Schematic depiction of autophagy. (a) In yeast, both autophagy and the Cvt pathway engulf cargoes within distinct double-membrane vesicles, which are thought to originate from the phagophore assembly site (PAS). The PAS is defined as the initial site for autophagy-related (Atg) protein recruitment. The Cvt pathway is one example of selective autophagy, and the only example of a biosynthetic autophagy-related pathway. The Cvt vesicle (140–160 nm in diameter) appears to closely enwrap the specific cargo — the Cvt complex (consisting of the precursor form of aminopeptidase I — prApe1 — and the Atg19 receptor), and exclude bulk cytoplasm. The autophagosome (300–900 nm in diameter) engulfs cytoplasm, including organelles, and also the Cvt complex. The completed vesicles then fuse with the vacuole, the yeast analogue of the mammalian lysosome, and release the inner single-membrane vesicle (autophagic or Cvt body) into the lumen.

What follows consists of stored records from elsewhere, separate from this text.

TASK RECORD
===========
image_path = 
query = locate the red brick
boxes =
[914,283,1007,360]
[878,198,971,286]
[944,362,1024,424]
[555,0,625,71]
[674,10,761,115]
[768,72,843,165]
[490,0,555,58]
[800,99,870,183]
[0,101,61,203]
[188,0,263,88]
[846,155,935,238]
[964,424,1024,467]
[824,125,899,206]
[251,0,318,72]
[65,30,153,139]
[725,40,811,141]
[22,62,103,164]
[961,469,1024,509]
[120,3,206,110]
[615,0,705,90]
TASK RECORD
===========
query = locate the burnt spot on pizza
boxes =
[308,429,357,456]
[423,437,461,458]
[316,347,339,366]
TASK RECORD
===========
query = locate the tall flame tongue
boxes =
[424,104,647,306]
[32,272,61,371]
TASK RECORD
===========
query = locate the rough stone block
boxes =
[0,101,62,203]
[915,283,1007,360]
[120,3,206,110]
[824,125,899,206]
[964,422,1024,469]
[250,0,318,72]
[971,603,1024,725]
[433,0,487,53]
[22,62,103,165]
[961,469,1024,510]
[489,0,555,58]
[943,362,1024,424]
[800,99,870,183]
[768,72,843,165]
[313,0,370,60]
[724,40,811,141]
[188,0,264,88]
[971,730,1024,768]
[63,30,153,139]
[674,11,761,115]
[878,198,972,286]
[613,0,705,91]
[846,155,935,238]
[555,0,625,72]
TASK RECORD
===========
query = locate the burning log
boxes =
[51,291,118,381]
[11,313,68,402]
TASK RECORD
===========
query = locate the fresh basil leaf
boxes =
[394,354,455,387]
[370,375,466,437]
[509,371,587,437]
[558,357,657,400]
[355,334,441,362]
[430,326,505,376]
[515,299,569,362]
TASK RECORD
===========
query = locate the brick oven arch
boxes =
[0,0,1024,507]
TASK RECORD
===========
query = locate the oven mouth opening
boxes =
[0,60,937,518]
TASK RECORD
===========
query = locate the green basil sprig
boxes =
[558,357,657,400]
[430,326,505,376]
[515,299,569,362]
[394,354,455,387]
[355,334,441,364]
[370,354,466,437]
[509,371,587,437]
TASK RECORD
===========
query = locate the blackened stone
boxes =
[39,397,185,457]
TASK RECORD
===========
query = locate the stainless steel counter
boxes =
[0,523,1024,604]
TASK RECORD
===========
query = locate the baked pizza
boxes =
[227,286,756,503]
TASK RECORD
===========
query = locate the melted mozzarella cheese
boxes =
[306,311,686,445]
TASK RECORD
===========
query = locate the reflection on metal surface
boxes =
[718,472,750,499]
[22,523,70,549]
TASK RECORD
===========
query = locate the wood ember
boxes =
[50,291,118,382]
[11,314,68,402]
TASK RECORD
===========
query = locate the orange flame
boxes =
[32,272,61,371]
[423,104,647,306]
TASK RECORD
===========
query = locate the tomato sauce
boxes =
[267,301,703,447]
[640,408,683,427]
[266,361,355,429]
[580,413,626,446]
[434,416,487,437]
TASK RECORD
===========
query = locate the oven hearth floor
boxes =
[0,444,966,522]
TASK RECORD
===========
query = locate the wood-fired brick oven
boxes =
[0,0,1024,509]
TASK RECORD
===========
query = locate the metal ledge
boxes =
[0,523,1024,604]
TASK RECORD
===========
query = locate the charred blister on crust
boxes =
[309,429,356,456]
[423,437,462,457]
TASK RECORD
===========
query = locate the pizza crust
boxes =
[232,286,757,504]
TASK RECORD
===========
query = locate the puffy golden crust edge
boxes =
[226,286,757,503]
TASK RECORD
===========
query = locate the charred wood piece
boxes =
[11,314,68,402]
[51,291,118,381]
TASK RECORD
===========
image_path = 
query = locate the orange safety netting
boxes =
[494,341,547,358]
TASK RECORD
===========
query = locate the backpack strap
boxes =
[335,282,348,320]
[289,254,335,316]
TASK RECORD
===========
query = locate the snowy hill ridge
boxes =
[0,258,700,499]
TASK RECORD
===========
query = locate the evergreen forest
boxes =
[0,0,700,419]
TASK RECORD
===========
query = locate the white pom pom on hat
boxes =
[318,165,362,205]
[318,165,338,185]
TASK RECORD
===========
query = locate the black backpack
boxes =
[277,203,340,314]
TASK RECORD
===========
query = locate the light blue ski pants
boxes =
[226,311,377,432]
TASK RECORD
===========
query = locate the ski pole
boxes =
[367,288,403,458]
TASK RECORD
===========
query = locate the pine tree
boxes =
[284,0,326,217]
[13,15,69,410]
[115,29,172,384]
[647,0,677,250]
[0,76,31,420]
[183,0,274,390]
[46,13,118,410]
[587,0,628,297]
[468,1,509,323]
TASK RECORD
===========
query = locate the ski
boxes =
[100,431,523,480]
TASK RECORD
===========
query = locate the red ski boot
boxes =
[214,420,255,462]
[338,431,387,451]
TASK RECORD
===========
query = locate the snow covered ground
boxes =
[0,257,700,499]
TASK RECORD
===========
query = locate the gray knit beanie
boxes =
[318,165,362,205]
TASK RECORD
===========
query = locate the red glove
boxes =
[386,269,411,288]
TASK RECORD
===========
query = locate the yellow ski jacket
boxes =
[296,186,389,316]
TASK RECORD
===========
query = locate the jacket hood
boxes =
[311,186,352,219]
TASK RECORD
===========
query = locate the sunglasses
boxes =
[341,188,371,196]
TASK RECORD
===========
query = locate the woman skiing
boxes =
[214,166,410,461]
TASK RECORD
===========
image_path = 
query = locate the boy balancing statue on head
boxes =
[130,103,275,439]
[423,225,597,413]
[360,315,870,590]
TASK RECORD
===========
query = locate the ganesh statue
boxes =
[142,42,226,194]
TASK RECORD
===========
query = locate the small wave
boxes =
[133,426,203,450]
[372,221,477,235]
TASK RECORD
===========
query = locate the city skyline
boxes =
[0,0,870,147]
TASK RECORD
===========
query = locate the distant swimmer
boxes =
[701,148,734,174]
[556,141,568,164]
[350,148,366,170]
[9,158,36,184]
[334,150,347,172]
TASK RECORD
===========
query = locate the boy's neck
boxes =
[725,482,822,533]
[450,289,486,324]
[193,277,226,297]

Subsequent breakdown of the inner vesicles allows the maturation of prApe1 and the degradation of cytoplasm, and hence the recycling of the resulting macromolecules through vacuolar permeases. (b) Mammalian autophagy is initiated by the formation of the phagophore, followed by a series of steps, including the elongation and expansion of the phagophore, closure and completion of a double-membrane autophagosome (which surrounds a portion of the cytoplasm), autophagosome maturation through docking and fusion with an endosome (the product of fusion is known as an amphisome) and/or lysosome (the product of fusion is known as an autolysosome), breakdown and degradation of the autophagosome inner membrane and cargo through acid hydrolases inside the autolysosome, and recycling of the resulting macromolecules through permeases. So far, there is no evidence for a PAS that exists in mammalian cells, and so the mammalian phagophore could be equivalent to the yeast PAS, or derived from the PAS. The core molecular machinery is also depicted, such as the ULK1 and ULK2 complexes that are required for autophagy induction, class III PtdIns3K complexes that are involved in autophagosome formation, mammalian Atg9 (mAtg9) that potentially contributes to the delivery of membrane to the forming autophagosome and two conjugation systems, the LC3-II and Atg12–Atg5–Atg16L complex, which are proposed to function during elongation and expansion of the phagophore membrane.